Privacy Policy

Spendara ("we", "us") is a personal finance tracking service available at spendara.co.uk. This policy explains what personal data we collect, why we collect it, and your rights under UK GDPR.

1. Who we are

Spendara is operated as a sole trader based in the United Kingdom. If you have any questions about this policy or your data, contact us at: hello@spendara.co.uk

We are registered with the Information Commissioner's Office (ICO). ICO registration number: [ADD YOUR ICO NUMBER HERE]

2. What data we collect

• Email address — provided when you register
• Password — stored as a one-way hash (we cannot read your password)
• Financial data you enter — account names and balances, transactions, scheduled bills, income sources, savings rules, investments, and future events
• Usage events — anonymous records of which features you use (e.g. "viewed forecast"), stored as your internal user ID and an event name.
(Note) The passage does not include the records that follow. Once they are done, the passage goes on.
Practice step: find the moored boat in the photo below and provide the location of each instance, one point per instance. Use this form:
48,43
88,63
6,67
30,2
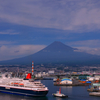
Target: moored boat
59,94
22,87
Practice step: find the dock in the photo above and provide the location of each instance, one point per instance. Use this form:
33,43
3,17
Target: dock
94,94
74,83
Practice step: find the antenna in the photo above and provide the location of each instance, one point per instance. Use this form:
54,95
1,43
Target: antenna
32,68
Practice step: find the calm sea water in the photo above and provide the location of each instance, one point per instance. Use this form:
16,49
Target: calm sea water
74,93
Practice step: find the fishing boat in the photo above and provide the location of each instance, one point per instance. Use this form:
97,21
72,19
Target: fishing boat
25,87
59,94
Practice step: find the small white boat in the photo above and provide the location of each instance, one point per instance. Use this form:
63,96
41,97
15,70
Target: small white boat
59,94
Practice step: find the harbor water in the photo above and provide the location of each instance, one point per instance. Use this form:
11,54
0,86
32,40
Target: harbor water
73,92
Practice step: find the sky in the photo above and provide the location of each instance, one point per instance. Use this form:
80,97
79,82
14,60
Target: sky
27,26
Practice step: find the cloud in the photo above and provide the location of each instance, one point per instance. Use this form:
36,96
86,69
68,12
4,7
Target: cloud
11,52
73,15
10,32
89,46
5,42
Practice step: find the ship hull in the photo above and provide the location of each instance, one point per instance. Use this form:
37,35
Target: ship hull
24,92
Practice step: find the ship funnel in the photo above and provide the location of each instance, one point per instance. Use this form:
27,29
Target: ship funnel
28,76
32,68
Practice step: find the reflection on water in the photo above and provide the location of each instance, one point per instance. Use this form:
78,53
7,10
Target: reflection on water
74,93
4,96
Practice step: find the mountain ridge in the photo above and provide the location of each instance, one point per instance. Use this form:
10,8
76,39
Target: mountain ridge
56,52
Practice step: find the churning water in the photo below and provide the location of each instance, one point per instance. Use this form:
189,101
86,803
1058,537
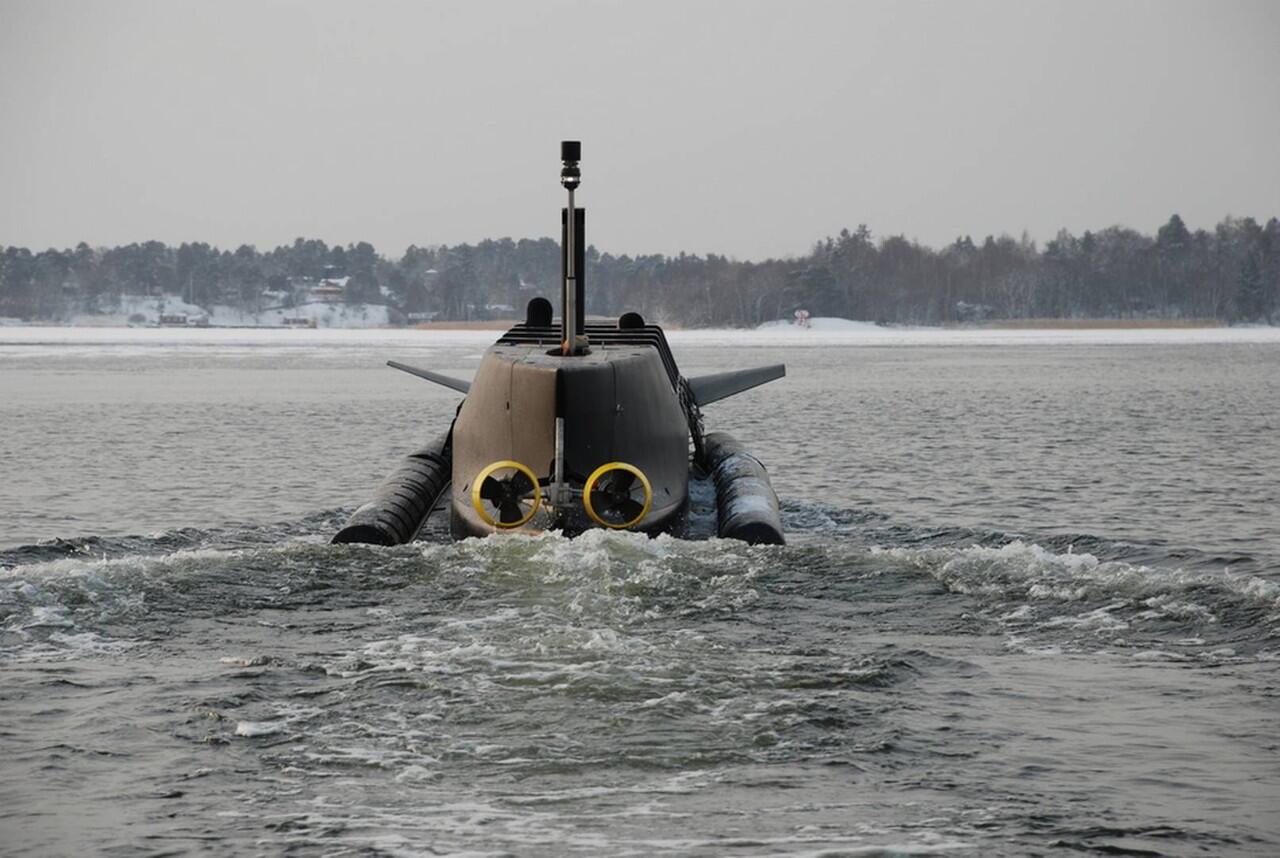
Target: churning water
1029,605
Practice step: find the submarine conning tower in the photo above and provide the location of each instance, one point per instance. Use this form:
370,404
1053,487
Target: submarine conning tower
572,424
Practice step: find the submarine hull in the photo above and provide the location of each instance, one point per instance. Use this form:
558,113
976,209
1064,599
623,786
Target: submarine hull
403,500
615,405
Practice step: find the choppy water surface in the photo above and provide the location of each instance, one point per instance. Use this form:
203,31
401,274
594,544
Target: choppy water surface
1029,606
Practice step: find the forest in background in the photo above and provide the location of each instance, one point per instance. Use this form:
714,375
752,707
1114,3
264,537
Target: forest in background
1230,273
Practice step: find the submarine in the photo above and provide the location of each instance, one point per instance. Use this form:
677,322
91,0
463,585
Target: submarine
570,425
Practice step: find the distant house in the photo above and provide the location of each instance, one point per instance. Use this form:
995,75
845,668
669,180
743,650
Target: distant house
330,290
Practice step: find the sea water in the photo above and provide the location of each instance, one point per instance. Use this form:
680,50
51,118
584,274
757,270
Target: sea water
1029,603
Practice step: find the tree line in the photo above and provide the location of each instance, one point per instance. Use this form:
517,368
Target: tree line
1230,273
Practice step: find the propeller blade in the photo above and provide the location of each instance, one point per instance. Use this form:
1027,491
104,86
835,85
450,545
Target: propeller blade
621,482
510,511
490,489
629,510
519,484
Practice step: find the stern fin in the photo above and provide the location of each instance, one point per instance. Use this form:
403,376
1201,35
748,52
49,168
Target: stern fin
721,386
452,383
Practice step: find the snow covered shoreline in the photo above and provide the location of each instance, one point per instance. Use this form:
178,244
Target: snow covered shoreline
773,336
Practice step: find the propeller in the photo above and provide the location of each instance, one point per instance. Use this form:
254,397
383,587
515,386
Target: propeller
617,496
506,494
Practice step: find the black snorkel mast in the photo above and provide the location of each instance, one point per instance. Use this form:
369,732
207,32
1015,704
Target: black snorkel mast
572,339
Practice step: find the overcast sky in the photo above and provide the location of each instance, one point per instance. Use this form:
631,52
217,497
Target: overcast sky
739,128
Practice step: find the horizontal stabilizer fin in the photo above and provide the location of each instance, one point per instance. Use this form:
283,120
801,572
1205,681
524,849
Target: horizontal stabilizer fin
453,383
720,386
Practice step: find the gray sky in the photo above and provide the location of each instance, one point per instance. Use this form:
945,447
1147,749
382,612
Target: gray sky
741,128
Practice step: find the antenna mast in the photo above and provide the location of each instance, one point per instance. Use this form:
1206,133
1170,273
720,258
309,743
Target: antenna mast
571,153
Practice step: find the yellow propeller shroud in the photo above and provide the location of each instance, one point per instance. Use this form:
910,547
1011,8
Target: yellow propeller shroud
609,496
508,501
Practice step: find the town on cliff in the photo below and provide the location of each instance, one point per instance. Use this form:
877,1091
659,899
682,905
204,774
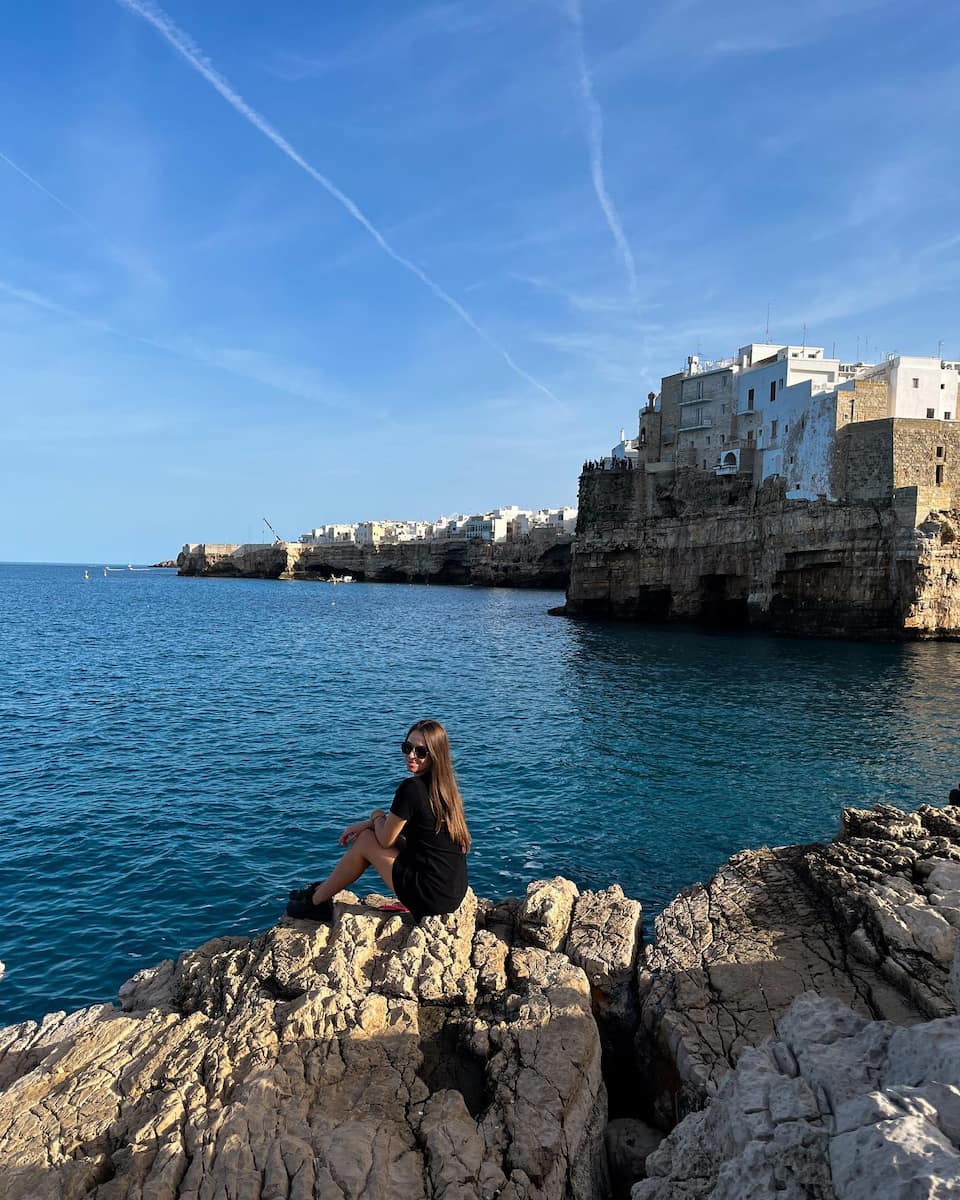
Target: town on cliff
775,489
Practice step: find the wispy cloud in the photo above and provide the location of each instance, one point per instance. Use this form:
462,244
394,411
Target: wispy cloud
389,41
192,54
595,143
133,262
255,366
77,216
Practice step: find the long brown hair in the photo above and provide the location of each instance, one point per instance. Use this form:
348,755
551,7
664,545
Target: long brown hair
442,783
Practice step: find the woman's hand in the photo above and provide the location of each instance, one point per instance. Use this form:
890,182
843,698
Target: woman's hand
353,832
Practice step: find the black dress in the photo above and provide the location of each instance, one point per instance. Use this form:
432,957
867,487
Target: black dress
430,873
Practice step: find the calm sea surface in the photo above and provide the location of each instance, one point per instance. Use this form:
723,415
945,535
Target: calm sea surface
177,753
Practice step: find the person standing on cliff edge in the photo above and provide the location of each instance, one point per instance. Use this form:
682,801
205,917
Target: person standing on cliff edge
419,846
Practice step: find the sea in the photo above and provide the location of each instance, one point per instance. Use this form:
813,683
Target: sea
175,754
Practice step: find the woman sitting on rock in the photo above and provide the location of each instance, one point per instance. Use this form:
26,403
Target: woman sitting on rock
419,846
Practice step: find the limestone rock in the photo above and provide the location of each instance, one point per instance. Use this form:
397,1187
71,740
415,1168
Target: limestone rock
629,1143
605,939
835,1107
373,1059
546,911
864,919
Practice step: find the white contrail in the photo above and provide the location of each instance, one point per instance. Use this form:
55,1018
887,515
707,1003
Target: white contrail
595,142
281,379
185,46
46,191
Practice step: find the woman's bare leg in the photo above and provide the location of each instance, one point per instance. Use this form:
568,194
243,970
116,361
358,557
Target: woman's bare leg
365,852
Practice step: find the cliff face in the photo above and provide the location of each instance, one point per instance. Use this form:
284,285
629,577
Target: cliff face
701,547
533,563
799,1012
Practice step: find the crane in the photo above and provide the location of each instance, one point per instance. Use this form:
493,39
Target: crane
273,531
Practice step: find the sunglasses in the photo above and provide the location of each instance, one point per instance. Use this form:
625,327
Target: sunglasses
421,753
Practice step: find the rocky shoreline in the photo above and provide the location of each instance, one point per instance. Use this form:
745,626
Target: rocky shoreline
791,1031
539,561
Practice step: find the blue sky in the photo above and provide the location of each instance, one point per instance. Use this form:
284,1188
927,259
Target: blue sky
339,262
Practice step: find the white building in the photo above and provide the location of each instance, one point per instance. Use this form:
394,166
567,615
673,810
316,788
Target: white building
919,388
329,535
486,527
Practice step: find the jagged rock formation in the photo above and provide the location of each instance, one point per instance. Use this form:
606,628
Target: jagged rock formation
377,1059
535,562
701,547
472,1056
871,919
833,1108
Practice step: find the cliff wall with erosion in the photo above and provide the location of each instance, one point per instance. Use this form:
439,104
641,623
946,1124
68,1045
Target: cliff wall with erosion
792,1033
695,546
532,563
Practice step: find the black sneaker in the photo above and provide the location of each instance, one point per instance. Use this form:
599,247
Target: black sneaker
300,906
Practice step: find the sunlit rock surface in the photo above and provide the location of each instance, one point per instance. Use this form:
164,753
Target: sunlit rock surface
793,1031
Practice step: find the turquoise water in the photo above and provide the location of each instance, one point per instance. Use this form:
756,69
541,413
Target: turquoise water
177,753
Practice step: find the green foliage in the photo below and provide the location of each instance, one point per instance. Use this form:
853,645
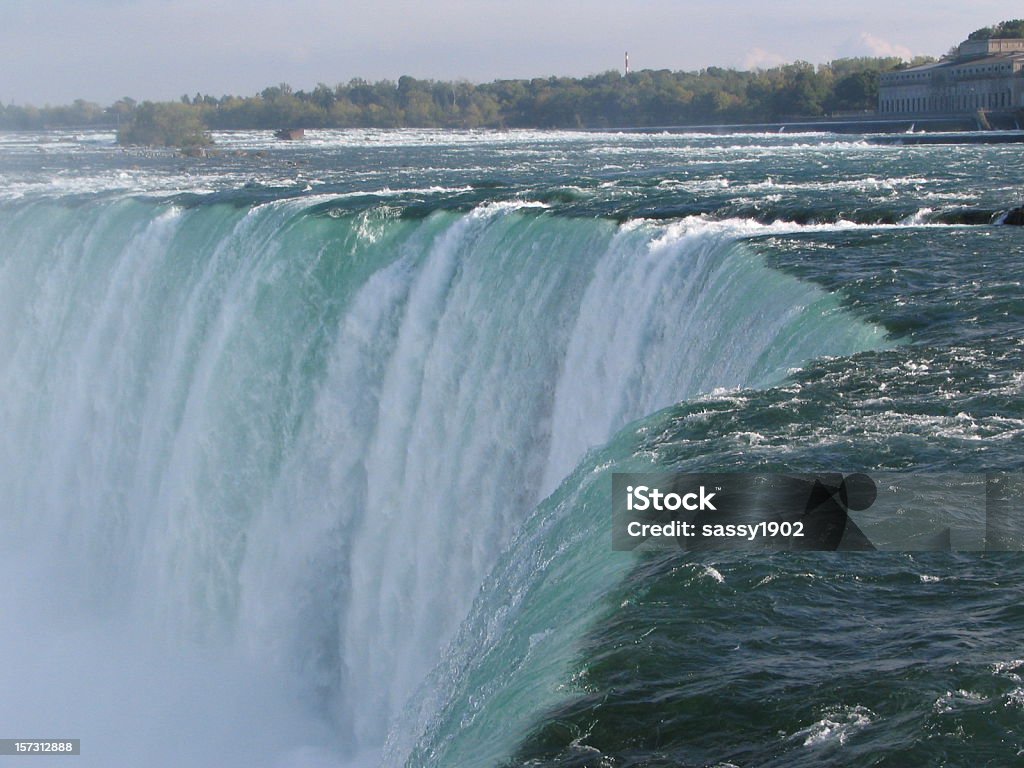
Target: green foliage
1010,29
170,124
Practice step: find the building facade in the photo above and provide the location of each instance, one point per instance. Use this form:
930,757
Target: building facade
984,75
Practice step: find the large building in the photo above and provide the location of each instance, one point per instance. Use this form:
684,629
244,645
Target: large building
984,75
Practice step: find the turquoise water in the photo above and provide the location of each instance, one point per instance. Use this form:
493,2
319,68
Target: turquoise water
306,448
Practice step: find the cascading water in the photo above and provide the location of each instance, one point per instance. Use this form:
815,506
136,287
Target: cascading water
267,456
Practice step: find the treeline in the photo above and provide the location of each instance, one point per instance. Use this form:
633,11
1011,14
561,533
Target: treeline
645,98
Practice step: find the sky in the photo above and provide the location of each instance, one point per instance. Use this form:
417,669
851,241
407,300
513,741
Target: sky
54,51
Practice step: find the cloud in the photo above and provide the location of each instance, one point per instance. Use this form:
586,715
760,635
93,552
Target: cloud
880,47
759,58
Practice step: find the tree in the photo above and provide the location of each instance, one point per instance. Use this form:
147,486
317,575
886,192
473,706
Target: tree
171,124
1011,29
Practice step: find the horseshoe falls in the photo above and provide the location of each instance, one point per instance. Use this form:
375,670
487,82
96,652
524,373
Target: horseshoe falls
305,450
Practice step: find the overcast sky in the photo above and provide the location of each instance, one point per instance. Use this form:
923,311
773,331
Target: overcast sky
53,51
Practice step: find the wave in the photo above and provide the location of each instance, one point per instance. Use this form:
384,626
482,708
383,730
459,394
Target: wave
343,449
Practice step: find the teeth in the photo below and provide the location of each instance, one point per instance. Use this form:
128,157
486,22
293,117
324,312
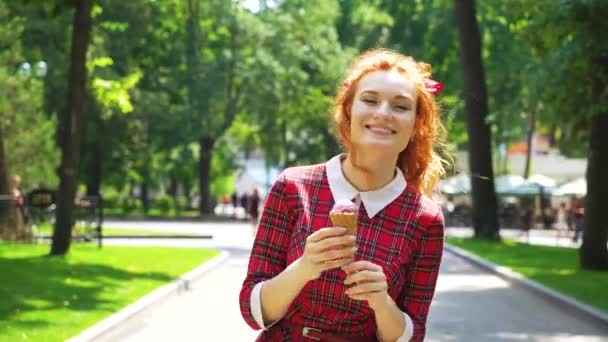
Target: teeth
382,129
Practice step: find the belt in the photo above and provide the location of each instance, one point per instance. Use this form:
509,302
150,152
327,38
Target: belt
326,336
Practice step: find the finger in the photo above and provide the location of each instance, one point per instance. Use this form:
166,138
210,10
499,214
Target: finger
335,263
335,242
363,296
326,232
348,252
366,288
360,266
364,276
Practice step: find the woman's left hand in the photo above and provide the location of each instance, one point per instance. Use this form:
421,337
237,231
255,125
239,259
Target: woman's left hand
370,283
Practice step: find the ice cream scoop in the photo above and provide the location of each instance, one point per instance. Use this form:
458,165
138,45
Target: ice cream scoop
344,214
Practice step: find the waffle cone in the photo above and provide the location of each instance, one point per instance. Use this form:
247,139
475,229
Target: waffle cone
346,220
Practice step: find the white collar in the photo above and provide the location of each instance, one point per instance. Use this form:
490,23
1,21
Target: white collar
375,200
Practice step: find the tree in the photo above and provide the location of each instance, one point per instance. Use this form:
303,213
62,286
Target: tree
575,93
485,219
71,128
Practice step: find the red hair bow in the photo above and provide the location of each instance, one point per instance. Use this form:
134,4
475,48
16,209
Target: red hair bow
433,86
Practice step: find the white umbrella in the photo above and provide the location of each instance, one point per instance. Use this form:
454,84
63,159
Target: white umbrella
542,180
459,184
576,187
506,183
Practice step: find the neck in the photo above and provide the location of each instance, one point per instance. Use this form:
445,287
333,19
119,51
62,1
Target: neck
377,172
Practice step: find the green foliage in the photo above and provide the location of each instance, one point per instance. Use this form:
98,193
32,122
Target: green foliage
28,132
164,203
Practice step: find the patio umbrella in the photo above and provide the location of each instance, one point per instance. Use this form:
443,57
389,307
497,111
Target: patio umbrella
456,185
506,183
576,187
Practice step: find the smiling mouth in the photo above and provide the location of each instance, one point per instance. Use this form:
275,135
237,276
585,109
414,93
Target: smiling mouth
380,130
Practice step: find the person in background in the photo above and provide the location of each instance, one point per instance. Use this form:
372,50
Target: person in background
15,189
253,209
309,280
578,219
561,222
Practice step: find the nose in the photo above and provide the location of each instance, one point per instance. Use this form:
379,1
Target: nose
383,109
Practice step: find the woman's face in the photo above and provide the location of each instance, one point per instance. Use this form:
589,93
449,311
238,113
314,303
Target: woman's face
383,112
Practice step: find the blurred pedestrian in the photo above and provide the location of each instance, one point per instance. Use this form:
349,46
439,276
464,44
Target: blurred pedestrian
561,221
578,219
19,200
253,209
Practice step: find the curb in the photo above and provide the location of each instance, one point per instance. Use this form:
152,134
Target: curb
509,275
178,285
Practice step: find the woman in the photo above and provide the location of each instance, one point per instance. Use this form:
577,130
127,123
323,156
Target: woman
305,279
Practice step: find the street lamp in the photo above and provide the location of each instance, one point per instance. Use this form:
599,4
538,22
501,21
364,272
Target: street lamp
40,69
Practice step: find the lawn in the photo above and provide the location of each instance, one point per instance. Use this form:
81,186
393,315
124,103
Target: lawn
554,267
47,229
53,298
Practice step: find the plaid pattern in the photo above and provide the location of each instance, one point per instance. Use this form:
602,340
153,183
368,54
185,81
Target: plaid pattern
406,238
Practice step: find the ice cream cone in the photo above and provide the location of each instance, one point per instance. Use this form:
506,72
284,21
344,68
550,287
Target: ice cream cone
347,220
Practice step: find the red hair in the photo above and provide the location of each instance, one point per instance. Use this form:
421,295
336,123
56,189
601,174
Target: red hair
420,164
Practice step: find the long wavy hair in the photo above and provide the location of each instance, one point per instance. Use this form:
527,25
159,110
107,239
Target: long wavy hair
420,163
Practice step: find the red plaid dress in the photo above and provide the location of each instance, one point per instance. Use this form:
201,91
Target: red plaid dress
405,238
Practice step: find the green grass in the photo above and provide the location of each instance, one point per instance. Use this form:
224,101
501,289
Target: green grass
46,298
152,212
47,229
554,267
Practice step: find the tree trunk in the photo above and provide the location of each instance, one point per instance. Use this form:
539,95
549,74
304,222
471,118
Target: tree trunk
95,171
530,142
8,211
206,149
71,129
144,194
172,191
593,252
485,219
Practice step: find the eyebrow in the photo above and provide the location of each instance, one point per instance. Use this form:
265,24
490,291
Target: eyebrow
373,92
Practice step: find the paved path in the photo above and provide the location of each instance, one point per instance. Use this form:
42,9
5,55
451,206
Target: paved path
470,304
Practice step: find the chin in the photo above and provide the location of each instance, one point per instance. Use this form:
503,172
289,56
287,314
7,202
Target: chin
378,149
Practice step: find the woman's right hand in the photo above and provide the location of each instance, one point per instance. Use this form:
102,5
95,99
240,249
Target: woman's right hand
325,249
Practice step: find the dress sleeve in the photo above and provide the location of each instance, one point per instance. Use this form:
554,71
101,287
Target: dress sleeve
268,256
415,298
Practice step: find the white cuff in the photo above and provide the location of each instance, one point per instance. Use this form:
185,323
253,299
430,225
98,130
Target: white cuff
409,329
256,305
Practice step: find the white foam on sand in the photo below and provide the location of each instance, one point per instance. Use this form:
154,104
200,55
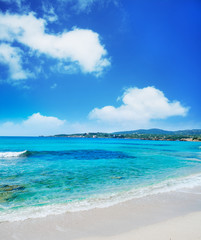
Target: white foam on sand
100,201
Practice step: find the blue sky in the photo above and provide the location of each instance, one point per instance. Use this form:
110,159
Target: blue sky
97,65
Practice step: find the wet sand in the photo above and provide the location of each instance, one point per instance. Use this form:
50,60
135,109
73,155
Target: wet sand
173,215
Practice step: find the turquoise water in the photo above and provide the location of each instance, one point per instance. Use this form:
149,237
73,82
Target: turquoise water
42,176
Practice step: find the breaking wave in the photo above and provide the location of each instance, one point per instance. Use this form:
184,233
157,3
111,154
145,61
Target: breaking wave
13,154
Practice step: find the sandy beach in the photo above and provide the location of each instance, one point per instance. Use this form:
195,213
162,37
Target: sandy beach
173,215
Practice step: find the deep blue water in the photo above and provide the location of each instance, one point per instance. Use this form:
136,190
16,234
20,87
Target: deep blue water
41,176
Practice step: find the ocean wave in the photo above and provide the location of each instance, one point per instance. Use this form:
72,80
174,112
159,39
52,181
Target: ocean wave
101,200
13,154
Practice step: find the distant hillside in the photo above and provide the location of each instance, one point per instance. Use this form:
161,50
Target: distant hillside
157,131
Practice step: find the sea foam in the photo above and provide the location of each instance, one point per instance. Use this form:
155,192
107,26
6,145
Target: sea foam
12,154
102,200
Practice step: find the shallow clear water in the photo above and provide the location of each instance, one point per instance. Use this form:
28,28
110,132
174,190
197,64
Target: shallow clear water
41,176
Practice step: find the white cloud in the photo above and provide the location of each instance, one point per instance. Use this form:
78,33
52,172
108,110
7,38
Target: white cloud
17,2
12,57
34,125
86,5
140,106
80,46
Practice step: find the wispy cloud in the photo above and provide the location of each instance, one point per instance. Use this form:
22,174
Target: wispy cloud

No names, emails, or IP addresses are stored in analytics.
• Session cookie — a single essential cookie used to keep you logged in

We do not collect your IP address for tracking purposes, use advertising cookies, or sell your data to anyone.

3. Why we collect it and our lawful basis

• Account and financial data — necessary to provide the service you signed up for (lawful basis: contract)
• Usage events — to understand how the app is used and improve it (lawful basis: legitimate interests)
• Session cookie — essential for the app to function; without it you cannot stay logged in (lawful basis: legitimate interests)

4. Who we share your data with

We share data with the following third parties only as necessary to provide the service:

• Stripe (privacy policy) — payment processing. If you upgrade to Pro, Stripe stores your payment card details. We only receive a customer ID and subscription status.
• Brevo (privacy policy) — email delivery for account verification and password reset emails. Your email address is passed to Brevo solely to send these emails.
• Render (privacy policy) — cloud infrastructure. Your data is stored on Render's servers in their EU/US regions.

We do not share your data with any other third parties.

5. How long we keep your data

We keep your data for as long as your account is active. If you delete your account, all your data is permanently deleted immediately — including transactions, accounts, bills, income sources, and usage events.

Anonymous usage events are automatically deleted after 180 days regardless of account status.

6. Your rights

Under UK GDPR you have the right to:

• Access — request a copy of the personal data we hold about you
• Rectification — correct inaccurate data (you can do this directly in the app)
• Erasure — delete your account and all data via Settings → Danger → Delete Account
• Portability — download your transaction data as CSV via Settings → Danger → Export My Data
• Object — object to processing based on legitimate interests
• Restrict — request we restrict processing of your data

To exercise any of these rights, contact us at hello@spendara.co.uk. We will respond within 30 days.

You also have the right to lodge a complaint with the ICO.

7. Cookies

We use one essential cookie called session. It stores a random identifier that links your browser to your login session. It is not used for tracking or advertising. It expires after 24 hours of inactivity.

We do not use Google Analytics, Facebook Pixel, or any third-party tracking cookies.

8. Children

Spendara is not intended for use by anyone under the age of 16. We do not knowingly collect data from under-16s. If you believe a child has registered, please contact us and we will delete the account.

9. Changes to this policy

We may update this policy from time to time. The date at the top of this page shows when it was last updated. Significant changes will be communicated by email.